3.9. Een billijke vergoeding
3.9.1. Het hof begrijpt de grieven aldus dat Piet mede verzoekt om een herbeoor-deling door het hof. Het slagen van enkele aspecten van de grieven noopt bovendien tot deze herbeoordeling. Gelet op alle omstandigheden van het geval zoals aangevoerd in eerste aanleg en hoger beroep, waarvan de wezenlijke aspecten hiervoor zijn uiteengezet, is het hof van oordeel dat aan de werkzaamheden van Piet wel enige, zij het beperkte, economische en/of maatschappelijke waarde kan worden toegekend, maar niet meer dan de door Piet genoten voordelen, zoals het (door hem berekende) door hem genoten huurvoordeel van € 14.625,- (€ 162,50 per maand). Piet heeft onvoldoende gesteld om te rechtvaardigen dat een extra vergoeding ten laste van de nalatenschap billijk zou zijn. Weliswaar stelt Piet nog dat dit huurvoordeel wegvalt tegen investeringen in de woning die door hem zijn betaald, maar het hof verwerpt dit verweer. Piet heeft zelf ook genot gehad van deze investeringen. De woning is aan hem toebedeeld tegen een prijs die tot stand is gekomen na langdurig overleg tussen partijen en waarbij de investeringen een rol hebben gespeeld. Piet kan daar nu niet meer op terugkomen.
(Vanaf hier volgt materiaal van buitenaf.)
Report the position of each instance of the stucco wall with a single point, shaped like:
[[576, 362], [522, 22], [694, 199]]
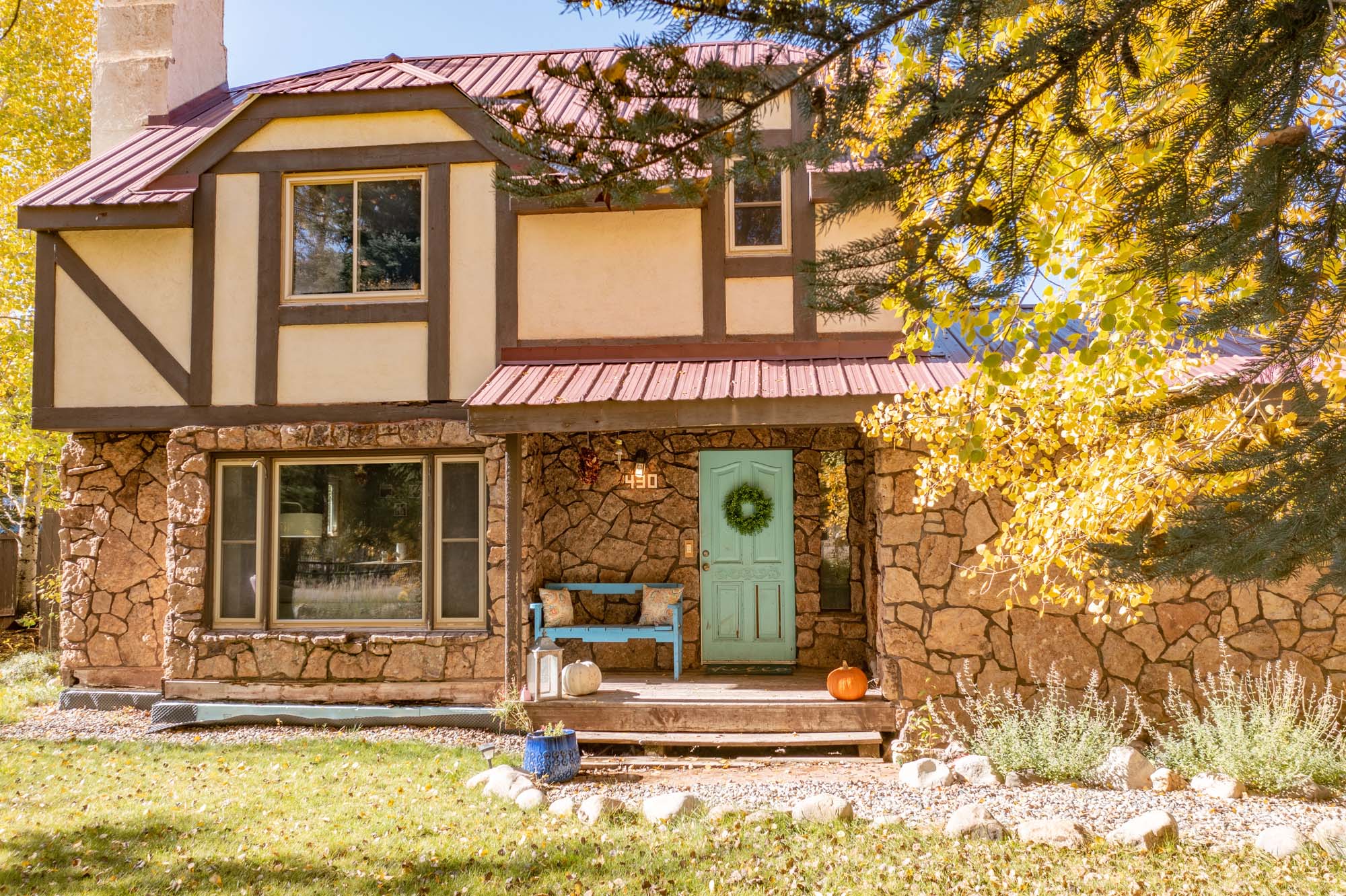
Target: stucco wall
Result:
[[365, 130], [194, 652], [610, 274], [935, 624], [114, 542], [604, 532]]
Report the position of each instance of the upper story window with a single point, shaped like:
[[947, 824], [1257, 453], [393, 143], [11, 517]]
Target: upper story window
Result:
[[758, 215], [356, 236]]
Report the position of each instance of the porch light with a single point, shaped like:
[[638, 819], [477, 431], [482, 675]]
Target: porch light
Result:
[[544, 669]]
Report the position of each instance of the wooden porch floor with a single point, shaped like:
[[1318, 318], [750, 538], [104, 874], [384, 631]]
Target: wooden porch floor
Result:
[[728, 704]]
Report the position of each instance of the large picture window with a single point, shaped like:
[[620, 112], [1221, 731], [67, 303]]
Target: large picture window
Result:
[[356, 236], [351, 542]]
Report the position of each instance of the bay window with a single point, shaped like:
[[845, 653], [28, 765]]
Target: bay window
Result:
[[351, 542]]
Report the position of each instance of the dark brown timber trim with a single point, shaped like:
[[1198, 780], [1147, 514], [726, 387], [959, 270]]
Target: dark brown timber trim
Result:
[[269, 285], [760, 266], [713, 264], [437, 286], [368, 311], [169, 418], [123, 318], [45, 325], [668, 415], [343, 158], [507, 274], [95, 217], [515, 614], [203, 291], [837, 346]]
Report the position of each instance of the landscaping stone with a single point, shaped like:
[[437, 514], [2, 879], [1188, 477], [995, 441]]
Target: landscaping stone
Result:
[[977, 772], [1125, 769], [1146, 832], [1281, 842], [925, 773], [823, 809], [597, 807], [974, 821], [1219, 786], [1331, 835], [1166, 781], [668, 807], [1064, 833]]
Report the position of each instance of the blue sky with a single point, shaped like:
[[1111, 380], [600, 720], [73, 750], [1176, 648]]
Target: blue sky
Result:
[[270, 38]]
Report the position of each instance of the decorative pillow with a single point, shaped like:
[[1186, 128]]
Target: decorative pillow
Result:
[[658, 606], [558, 609]]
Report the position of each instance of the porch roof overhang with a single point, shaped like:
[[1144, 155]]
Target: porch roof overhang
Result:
[[651, 392]]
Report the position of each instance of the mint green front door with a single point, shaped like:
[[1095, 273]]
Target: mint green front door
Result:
[[748, 582]]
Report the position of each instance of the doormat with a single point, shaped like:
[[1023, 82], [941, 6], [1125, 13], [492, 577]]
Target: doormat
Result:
[[749, 669]]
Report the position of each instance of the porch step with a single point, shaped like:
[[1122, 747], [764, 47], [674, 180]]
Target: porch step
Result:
[[867, 742]]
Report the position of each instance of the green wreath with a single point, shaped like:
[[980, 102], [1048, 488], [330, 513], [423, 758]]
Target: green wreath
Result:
[[748, 524]]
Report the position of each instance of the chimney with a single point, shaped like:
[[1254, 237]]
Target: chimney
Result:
[[153, 57]]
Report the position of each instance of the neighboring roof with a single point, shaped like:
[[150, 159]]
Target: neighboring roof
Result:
[[120, 176]]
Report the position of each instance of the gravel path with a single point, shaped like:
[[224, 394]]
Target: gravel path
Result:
[[872, 788]]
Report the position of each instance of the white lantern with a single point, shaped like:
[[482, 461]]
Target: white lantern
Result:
[[544, 669]]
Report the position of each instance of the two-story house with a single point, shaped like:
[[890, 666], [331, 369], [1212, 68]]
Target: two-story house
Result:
[[340, 408]]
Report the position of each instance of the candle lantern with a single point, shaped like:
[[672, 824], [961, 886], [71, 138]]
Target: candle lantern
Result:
[[544, 669]]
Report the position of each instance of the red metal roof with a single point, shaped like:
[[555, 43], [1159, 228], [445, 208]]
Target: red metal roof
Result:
[[120, 176], [567, 383]]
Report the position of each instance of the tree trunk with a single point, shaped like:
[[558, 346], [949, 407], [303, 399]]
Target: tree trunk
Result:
[[26, 586]]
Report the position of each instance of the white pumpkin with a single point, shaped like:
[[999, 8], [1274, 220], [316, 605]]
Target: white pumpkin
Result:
[[581, 679]]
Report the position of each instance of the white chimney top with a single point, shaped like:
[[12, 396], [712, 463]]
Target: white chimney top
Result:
[[153, 57]]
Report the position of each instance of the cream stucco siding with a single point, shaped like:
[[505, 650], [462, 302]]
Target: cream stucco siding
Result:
[[95, 365], [235, 348], [839, 233], [367, 130], [472, 283], [610, 274], [348, 364], [151, 272], [758, 306]]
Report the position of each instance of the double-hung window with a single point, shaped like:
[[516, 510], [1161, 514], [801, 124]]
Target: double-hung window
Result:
[[758, 211], [351, 542], [356, 236]]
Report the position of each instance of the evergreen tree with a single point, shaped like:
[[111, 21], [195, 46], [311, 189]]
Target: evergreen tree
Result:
[[1095, 192]]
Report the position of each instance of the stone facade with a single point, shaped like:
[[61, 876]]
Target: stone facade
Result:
[[936, 624], [196, 652], [604, 532], [114, 537]]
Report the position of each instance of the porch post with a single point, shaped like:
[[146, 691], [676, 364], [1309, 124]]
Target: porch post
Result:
[[513, 554]]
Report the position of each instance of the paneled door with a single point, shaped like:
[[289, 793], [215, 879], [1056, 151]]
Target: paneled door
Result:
[[748, 582]]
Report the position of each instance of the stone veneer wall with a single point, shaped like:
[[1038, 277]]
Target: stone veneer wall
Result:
[[936, 624], [114, 536], [194, 652], [609, 533]]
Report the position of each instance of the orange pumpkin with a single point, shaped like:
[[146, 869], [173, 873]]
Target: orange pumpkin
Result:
[[847, 683]]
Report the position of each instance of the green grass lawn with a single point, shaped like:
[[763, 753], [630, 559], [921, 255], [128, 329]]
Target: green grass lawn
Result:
[[345, 817]]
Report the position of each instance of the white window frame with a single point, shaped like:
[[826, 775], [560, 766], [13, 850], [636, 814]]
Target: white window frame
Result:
[[219, 546], [274, 543], [730, 207], [355, 178], [480, 620]]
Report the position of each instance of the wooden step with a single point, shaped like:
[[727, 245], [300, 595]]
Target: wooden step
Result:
[[867, 742]]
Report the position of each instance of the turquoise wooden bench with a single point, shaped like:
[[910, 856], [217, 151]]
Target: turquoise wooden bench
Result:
[[610, 634]]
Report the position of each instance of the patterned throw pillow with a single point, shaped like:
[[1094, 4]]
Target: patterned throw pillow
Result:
[[558, 610], [658, 606]]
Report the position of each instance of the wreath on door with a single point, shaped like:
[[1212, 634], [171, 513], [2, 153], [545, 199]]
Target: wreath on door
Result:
[[748, 509]]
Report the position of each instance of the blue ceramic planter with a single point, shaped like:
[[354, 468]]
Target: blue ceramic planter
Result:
[[553, 761]]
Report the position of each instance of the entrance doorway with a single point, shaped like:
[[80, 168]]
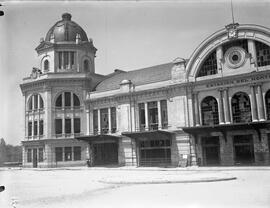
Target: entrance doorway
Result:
[[105, 153], [211, 150], [155, 152], [243, 149], [34, 158]]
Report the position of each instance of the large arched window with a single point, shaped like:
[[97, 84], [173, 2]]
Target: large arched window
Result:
[[263, 54], [46, 65], [67, 125], [70, 100], [267, 104], [241, 110], [209, 109], [35, 102], [86, 65]]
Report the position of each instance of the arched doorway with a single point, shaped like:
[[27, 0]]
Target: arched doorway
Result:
[[209, 110], [241, 109]]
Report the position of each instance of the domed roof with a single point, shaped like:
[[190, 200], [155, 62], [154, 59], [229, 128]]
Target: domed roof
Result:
[[65, 30]]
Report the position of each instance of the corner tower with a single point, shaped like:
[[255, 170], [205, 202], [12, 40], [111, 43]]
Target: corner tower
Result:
[[54, 97]]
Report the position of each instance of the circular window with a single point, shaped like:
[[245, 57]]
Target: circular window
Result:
[[235, 57]]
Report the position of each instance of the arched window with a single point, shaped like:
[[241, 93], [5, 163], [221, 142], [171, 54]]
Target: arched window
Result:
[[241, 109], [35, 102], [263, 54], [209, 66], [86, 65], [267, 104], [67, 101], [46, 65], [209, 109], [58, 102]]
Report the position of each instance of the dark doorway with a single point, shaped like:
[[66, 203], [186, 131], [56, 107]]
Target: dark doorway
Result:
[[105, 154], [243, 149], [34, 158], [211, 150], [155, 152]]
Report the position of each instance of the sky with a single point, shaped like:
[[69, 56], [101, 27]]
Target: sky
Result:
[[128, 35]]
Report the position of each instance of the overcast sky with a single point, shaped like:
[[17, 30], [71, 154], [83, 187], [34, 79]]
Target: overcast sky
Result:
[[128, 36]]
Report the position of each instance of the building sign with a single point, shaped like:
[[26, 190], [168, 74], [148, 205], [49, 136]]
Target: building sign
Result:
[[238, 81]]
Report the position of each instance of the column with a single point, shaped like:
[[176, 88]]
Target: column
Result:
[[69, 60], [219, 56], [253, 104], [71, 101], [196, 108], [260, 104], [99, 122], [109, 120], [33, 103], [221, 107], [252, 51], [226, 106], [33, 124], [63, 125], [91, 121], [72, 123], [159, 115], [38, 101], [146, 116]]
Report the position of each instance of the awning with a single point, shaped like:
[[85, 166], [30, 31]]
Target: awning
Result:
[[99, 137], [154, 133], [224, 128]]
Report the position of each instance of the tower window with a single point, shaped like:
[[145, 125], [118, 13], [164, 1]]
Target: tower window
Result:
[[67, 125], [35, 128], [263, 54], [41, 127], [58, 154], [58, 102], [76, 101], [35, 102], [58, 126], [77, 153], [86, 65], [77, 125], [67, 99]]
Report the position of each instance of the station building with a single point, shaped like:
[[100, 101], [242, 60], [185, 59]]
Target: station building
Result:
[[210, 109]]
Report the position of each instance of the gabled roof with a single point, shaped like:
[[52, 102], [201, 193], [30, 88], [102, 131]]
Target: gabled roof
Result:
[[147, 75]]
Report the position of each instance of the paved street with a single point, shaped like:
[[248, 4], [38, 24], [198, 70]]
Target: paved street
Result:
[[115, 187]]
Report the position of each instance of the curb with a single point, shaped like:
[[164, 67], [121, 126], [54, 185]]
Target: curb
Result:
[[207, 180]]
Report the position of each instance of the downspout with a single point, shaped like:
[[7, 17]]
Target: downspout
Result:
[[130, 113]]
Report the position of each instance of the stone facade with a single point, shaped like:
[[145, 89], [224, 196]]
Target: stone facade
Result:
[[212, 109]]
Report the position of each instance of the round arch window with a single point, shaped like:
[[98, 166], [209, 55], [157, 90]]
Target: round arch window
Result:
[[86, 65], [235, 57]]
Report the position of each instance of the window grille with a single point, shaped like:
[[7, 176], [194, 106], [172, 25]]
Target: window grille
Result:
[[241, 108], [267, 104], [209, 109]]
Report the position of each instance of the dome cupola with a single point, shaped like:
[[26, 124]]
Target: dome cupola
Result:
[[66, 30]]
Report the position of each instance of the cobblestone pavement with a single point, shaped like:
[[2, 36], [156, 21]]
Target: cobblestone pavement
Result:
[[118, 187]]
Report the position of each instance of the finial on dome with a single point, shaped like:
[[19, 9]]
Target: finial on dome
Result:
[[66, 16]]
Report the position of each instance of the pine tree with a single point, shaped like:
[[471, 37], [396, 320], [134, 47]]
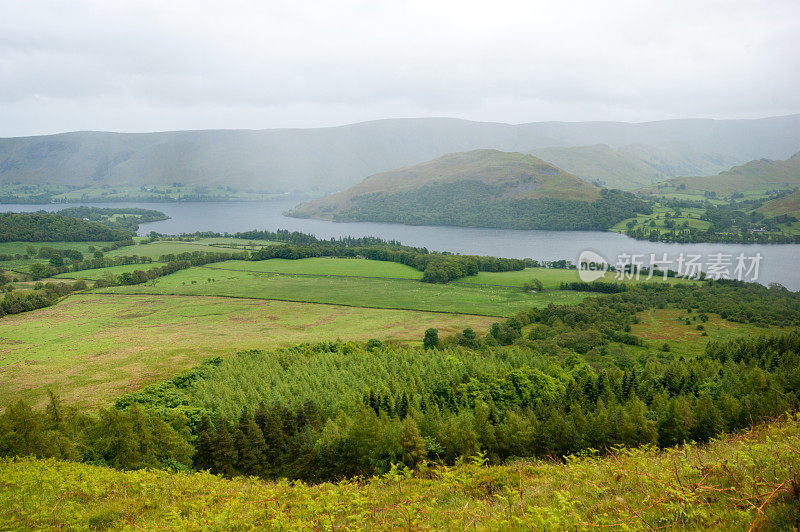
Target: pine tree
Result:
[[224, 450]]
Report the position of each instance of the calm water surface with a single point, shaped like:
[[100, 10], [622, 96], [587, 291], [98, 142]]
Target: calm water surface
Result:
[[779, 264]]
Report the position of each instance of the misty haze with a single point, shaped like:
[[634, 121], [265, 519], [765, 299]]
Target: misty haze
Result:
[[399, 265]]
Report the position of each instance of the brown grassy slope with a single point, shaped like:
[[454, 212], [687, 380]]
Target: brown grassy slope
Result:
[[762, 174], [521, 175]]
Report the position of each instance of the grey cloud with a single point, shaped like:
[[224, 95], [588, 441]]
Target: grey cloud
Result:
[[138, 66]]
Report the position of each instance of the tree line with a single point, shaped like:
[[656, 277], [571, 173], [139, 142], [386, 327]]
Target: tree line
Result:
[[46, 227]]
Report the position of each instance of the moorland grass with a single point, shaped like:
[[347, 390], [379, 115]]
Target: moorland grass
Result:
[[91, 348], [746, 481]]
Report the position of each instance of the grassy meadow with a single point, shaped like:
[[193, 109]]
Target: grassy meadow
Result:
[[679, 330], [97, 273], [93, 347], [690, 217], [323, 266], [551, 278], [354, 291]]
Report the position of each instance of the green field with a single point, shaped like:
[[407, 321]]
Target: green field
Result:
[[324, 266], [359, 292], [12, 248], [668, 326], [93, 347], [689, 216], [551, 278], [97, 273], [21, 248]]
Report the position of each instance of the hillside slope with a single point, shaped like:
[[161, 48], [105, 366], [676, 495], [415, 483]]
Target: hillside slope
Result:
[[634, 165], [330, 159], [760, 175], [788, 205], [742, 482], [479, 188]]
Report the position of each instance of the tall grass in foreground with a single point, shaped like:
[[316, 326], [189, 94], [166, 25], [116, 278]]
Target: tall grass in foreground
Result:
[[742, 482]]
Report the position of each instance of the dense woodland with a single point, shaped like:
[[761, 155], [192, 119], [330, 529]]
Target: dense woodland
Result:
[[548, 382], [45, 227], [127, 219], [476, 204]]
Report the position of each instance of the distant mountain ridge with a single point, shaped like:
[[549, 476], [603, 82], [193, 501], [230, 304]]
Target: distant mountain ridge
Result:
[[760, 174], [479, 188], [634, 165], [517, 175], [331, 159]]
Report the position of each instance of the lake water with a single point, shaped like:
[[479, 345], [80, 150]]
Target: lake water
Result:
[[779, 263]]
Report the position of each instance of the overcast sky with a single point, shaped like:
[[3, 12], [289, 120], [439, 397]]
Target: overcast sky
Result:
[[168, 64]]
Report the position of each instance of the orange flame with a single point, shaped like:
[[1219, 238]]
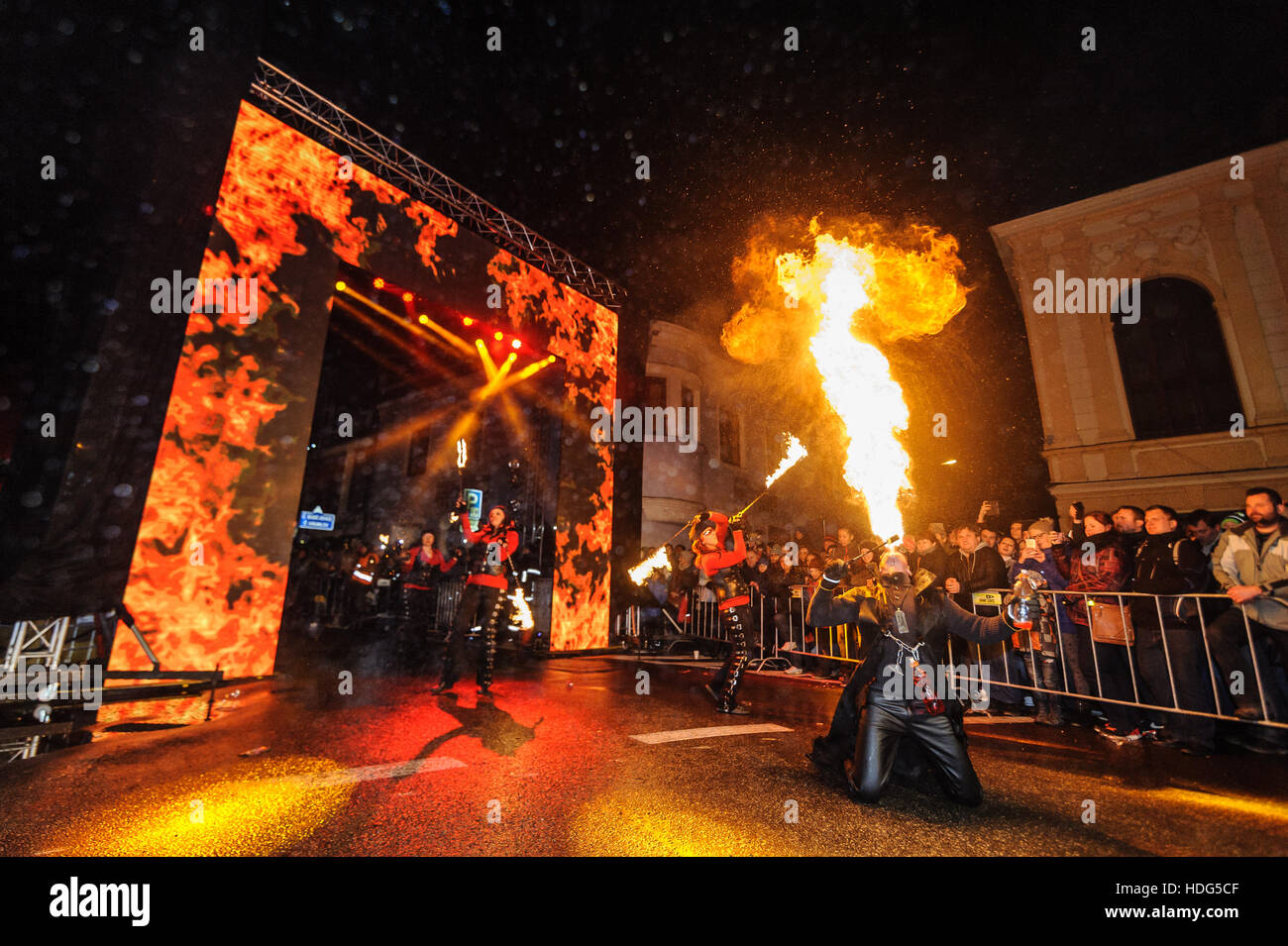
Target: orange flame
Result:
[[863, 284]]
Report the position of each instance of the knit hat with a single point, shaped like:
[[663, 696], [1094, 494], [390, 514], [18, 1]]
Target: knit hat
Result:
[[699, 527]]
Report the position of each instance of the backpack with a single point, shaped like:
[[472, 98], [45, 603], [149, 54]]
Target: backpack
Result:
[[1184, 607]]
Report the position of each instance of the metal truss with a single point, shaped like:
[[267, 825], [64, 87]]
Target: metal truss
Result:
[[35, 641], [304, 110]]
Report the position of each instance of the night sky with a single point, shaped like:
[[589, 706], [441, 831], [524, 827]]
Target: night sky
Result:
[[737, 132]]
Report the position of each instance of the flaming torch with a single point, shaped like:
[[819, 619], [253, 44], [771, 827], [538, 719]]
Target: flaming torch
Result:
[[795, 452], [460, 469], [657, 560], [884, 289]]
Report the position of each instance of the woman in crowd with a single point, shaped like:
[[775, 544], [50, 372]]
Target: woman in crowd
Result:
[[1108, 663]]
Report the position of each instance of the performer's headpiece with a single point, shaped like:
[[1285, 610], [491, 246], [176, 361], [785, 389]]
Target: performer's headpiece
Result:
[[704, 523]]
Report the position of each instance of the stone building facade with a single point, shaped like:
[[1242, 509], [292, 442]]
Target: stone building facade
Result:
[[1181, 395], [737, 441]]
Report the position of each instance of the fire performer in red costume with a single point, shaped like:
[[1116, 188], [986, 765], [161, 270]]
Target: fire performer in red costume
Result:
[[708, 533], [484, 591]]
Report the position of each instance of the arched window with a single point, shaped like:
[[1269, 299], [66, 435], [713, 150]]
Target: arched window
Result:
[[1175, 367]]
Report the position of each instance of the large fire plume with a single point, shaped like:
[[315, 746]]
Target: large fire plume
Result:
[[857, 284]]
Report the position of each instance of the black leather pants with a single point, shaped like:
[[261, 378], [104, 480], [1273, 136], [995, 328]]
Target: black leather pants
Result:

3.9.2. De conclusie is dan dat de grieven, bezien in hun onderlinge samenhang, niet tot een andere beslissing kunnen leiden.
in incidenteel appel
3.10. Gelet op hetgeen hiervoor werd overwogen heeft Sjaak geen belang bij de beoordeling van de incidentele grief.
3.11. Het hof zal de beschikking van de kantonrechter bekrachtigen met verbetering van de gronden. De proceskosten worden gecompenseerd.
4. De beslissing
Het hof:
in principaal en incidenteel appel:
bekrachtigt de beschikking waarvan beroep, met verbetering van de gronden;
compenseert de proceskosten aldus dat elk van partijen haar eigen kosten draagt.
Deze beschikking is gegeven door mrs. Den Hartog Jager, Van den Bergh en Theuws en uitgesproken ter openbare terechtzitting van dit hof van 22 juli 2008 in tegenwoordigheid van de griffier.